Constants for encoder configurations, backbone types, and output keys.

SpatialBackboneType

Bases: StrEnum

Backbones producing (B, C, H, W) spatial feature maps via timm features_only.

FlatBackboneType

Bases: StrEnum

Backbones producing (B, S, D) token sequences via timm forward_features.

DinoV2SigLIPBackboneType

Bases: StrEnum

DINOv2+SigLIP paired RGB vision backbone identifiers.

ImageTextModelType

Bases: StrEnum

Available image+text multimodal encoders.

AttentionImplementation

Bases: StrEnum

Attention implementation types.

PoolingMethod

Bases: StrEnum

Feature pooling methods for spatial and flat RGB encoders.

supports_spatial property

supports_spatial

Whether this pooling method works with spatial (B, C, H, W) feature maps.
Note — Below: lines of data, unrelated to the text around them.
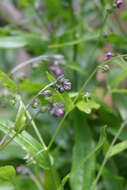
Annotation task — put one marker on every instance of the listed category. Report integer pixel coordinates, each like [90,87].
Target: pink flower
[119,3]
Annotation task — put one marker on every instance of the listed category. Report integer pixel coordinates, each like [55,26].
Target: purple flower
[108,56]
[119,3]
[58,112]
[22,169]
[56,70]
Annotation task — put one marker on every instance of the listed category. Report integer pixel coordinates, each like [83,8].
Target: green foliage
[7,82]
[31,146]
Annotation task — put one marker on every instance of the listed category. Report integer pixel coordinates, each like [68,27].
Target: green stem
[107,155]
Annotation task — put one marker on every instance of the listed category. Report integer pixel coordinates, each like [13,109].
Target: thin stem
[67,113]
[57,130]
[119,23]
[39,93]
[33,60]
[107,155]
[35,129]
[34,178]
supports_sequential property

supports_sequential

Whether this pooling method works with sequential (B, S, D) token sequences.

BatchNormHandling

Bases: StrEnum

How to handle BatchNorm layers in spatial RGB backbones.

BatchNorm is problematic for temporal data: when reshaping (B,T,C,H,W) to (B*T,C,H,W), batch statistics mix frames across time, leaking future information into each frame's representation. This causes train/test mismatch since the signal vanishes at inference.

LanguageEncoderType

Bases: StrEnum

Available language encoders.

EncoderOutputKeys

Bases: StrEnum

Types of encoder output keys to use for extracting an output feature from an encoder.